Si certo, per i Tedeschi come dice bene il ragazzo, non eravamo esseri umani ma numeri, animali che dovevano essere classificati soltanto con una serie di cifre. Il mio numero era il  174517, me l’hanno tatuato sull’avambraccio sinistro ed ogni mattina funge  risveglia i ricordi del campo in cui mi trovavo.”

“Un evento veramente brutale. Gaia si chiede cosa l’abbia spinto a scrivere ‘Se questo è un uomo’, romanzo che tratta proprio di questo evento”

Per scrivere un libro di questo genere mi sono armato di coraggio e di forza, l’Olocausto è un mostro e per scriverne ho racimolato ciò che era rimasto di me dopo quegli anni di prigionia. Sono riuscito a comporlo esclusivamente nel momento in cui ho realizzato quanto fossi stato fortunato. Io, uno dei 20 sopravvissuti dei 650 ebrei italiani arrivati con me nel campo. Quando realizzai inizia a scrivere ‘Se questo è un uomo’.”

“Giulio chiede una sua descrizione, chi è lei?”

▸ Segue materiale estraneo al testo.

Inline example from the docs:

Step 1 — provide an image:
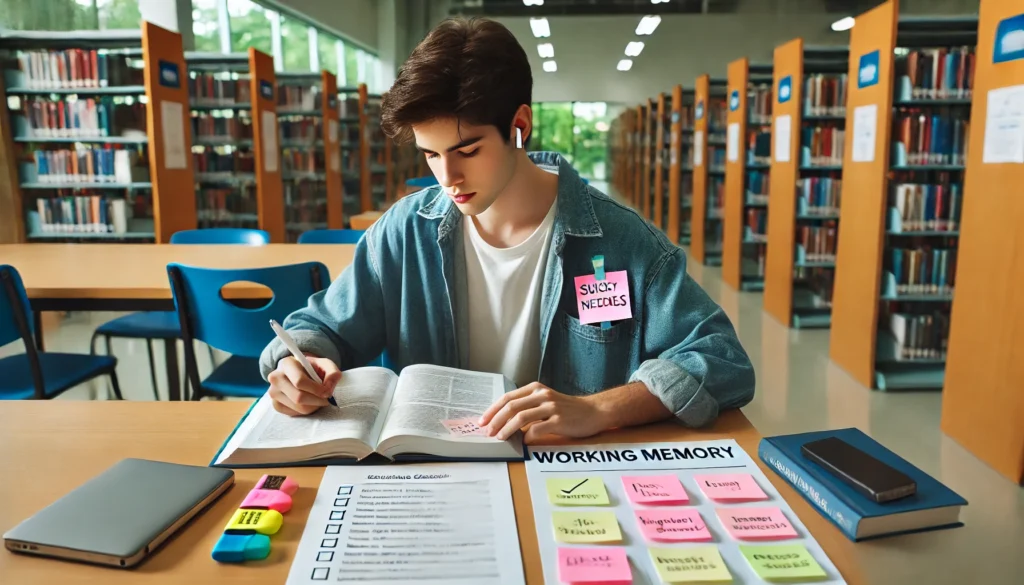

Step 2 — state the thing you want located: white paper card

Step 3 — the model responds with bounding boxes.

Sono un uomo come tanti, travolto da questa brutalità come tanti altri, ma uno dei pochi ad esser vivo, grazie al fato e al mio non rassegnarmi alla tristezza e alle sofferenze di quei luoghi, senza perdere mai il piacere di vivere. Sono nato a Torino, ho una passione per la chimica e mi sto cimentando nella scrittura. Questo sono io.”

“Schietto e riassuntivo aggiungerei! Adesso Luca chiede se se la sente di raccontarci la sua esperienza nei campi di concentramento”

Domanda tosta ma comunque assolutamente sì. Iniziò tutto con atrocità, cinquanta persone, bambini, neonati, anziani, ammassati gli uni sugli altri all’interno di un singolo vagone. Era il momento dell’immaginazione, immaginavamo le brutalità a cui stavamo andando incontro, si percepiva la cattiveria dei Tedeschi dai piccoli gesti. Durante il viaggio di cinque giorni non si sono degnati di darci nemmeno un sorso d’acqua, ci volevano far soffrire, solo perché a loro avviso eravamo indegni di vivere. Arrivai al campo di Auschwitz dove trascorsi gli undici mesi più lenti e dolorosi della mia vita. Il campo era come un coccio di vetro, durante il primo mese penetrava la punta nel tuo sterno con la “mancanza di casa”, durante il secondo andava più a fondo con la “disperazione” e aumentava ogni mese di più, il dolore morale era imparagonabile a quello fisico. Eravamo malnutriti? Sì. Magri? Anche questo sì. Ma ciò che trafiggeva il petto era la mancanza della vita comune e delle proprie abitudini, mancanza degli abbracci e di affetto. Di altro, ancora preferisco non parlare.”

“Va bene, comprendiamo e le siamo vicini, la salutiamo con l’ultima domanda da parte di Matilde: perché testimonia la sua esperienza?”

Perché un giorno noi testimoni diretti, ahimè, non saremo più vivi, ma chi resterà dovrà ricordare e tramandare il ricordo perché ciò che è stato non si debba ripetere più. So che per i ragazzi d’oggi è difficile comprendere, ma è necessario che sappiano, il futuro dipende da loro e devono evitare in tutti i modi possibili che altri passino ciò che è stato vissuto da noi. Per ricordare incontro ragazzi affinché si combatta con coraggio e buon senso questo mostro, senza ridurci all’indifferenza. Terrò questa conversazione nel bagaglio dei miei ricordi più cari, arrivederci.